Another of the companies raided this week, Peco Foods, had two workers suffer amputations last year at a chicken processing plant in Arkansas.
The chicken industry boasts that its processing plants have gotten safer. The rate of workplace injuries was cut by half between 2003 and 2016. But poultry workers are still twice as likely to suffer serious injuries and six times as likely to contract a workplace illness as other private-sector employees.
Berkowitz, who was chief of staff at OSHA during the Obama administration, says those numbers are likely understated, because of declining government inspections.
“The industry is totally dependent on finding workers who will not raise issues and who, to a degree, live in fear of the company and they’ll just keep their head down and do the work,” Berkowitz says. “For the last 30 years that’s been immigrant labor.”
A quarter-century ago, the late journalist Tony Horowitz documented the miserable conditions in a chicken processing plant in a Pulitzer Prize-winning story for the The Wall Street Journal. Industry observers say little has changed since then.
“On a good day, the work is repetitive and stressful,” Genoways says. “On a bad day, if there’s a single mistake made by anyone in a group, there’s a high risk of accident.”
If anything, the pressure on workers has only increased, as processing lines move ever faster.
“Meatpacking remains one of the most dangerous jobs in America,” Genoways says. “And because of that, for really more than a century it’s been a job that’s very often done by first-generation immigrants who are just looking for a foot in the door and a way up the economic ladder in America.”

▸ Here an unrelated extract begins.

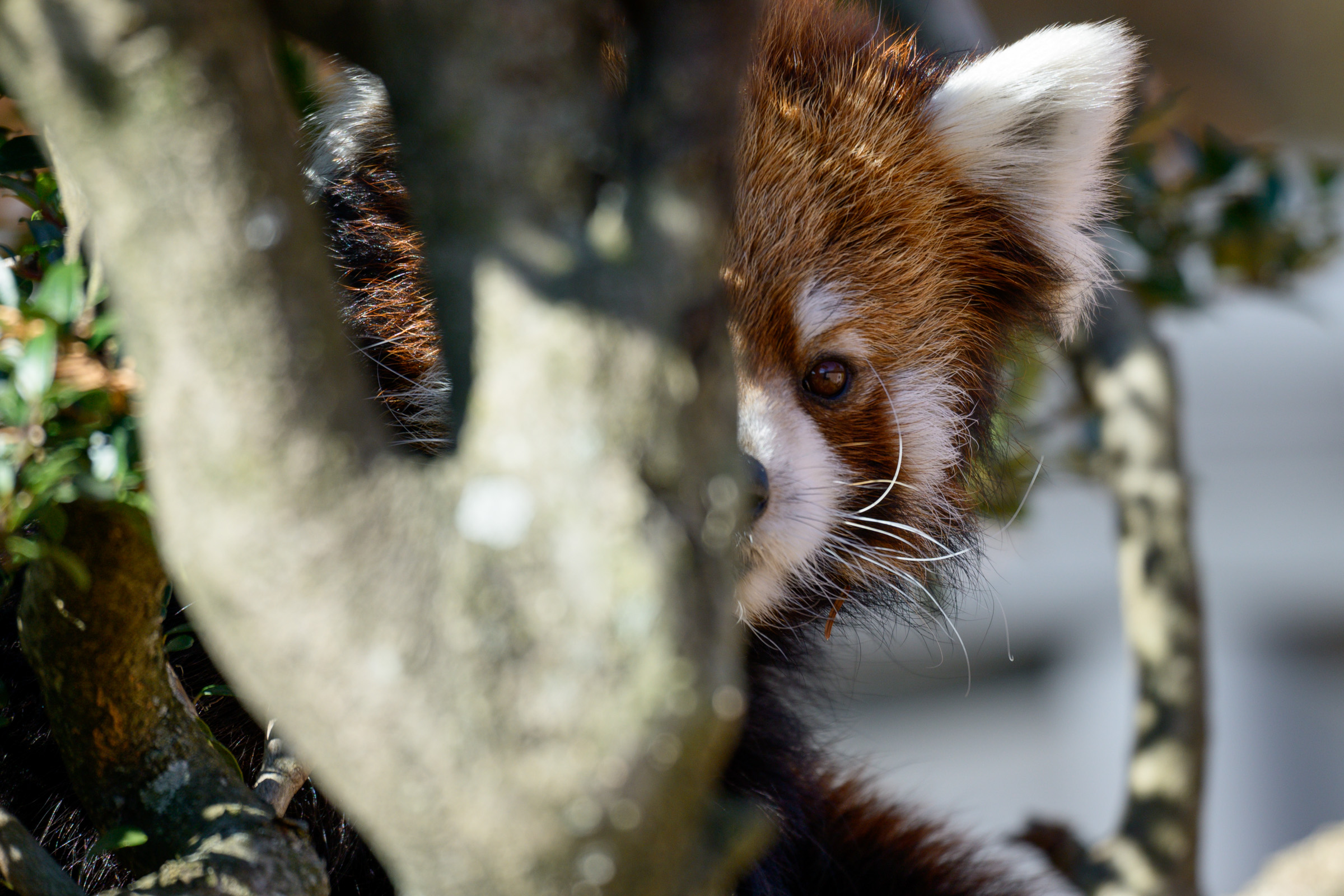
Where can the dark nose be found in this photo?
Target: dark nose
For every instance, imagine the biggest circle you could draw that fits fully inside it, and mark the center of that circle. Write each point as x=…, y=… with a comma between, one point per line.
x=758, y=483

For the last 3 days it’s been non-stop boo hoo hoo… on MSNBC, NPR and the various other tentacles of the liberal media over the immigration raids in Mississippi with “tear-jerking” images of crying children separated from their parents, dazed and distressed adults in handcuffs, blah, blah, blah … (Pardon me while I wipe away a tear!) Nary a word though about the real victims and what happens to them in these “food processing plants”: the thousands of factory farmed chickens killed there every single day, typically under very inhumane conditions. It is natural to feel sympathy for the immigrant workers in these plants who, like the chickens, are victimized and exploited by the criminal oligarchs who profit off of the animal misery they create and are forced, out of of economic necessity, into doing the dirty work that few American citizens would ever consent to doing. But the most interesting thing on display here is the gross hypocrisy of the mainstream media, ever ready to don sack cloth and ashes and claim the mantle of tireless defenders of the poor and disadvantaged but who couldn’t care less about the egregious cruelty routinely done in their name to the REAL underdogs of this story, the ones with wings who suffer but don’t count because they can’t vote or buy the network advertisers’ products.
Ecellent comment–exactly why I posted the article. The medias’ attitude, that they “couldn’t care less about the egregious cruelty routinely done in their name to the REAL underdogs” is clearer with each article that fails to even mention the chickens’ plight!
Good grief, just imagine the terrible atmosphere on a daily basis. I’d rather clean toilets.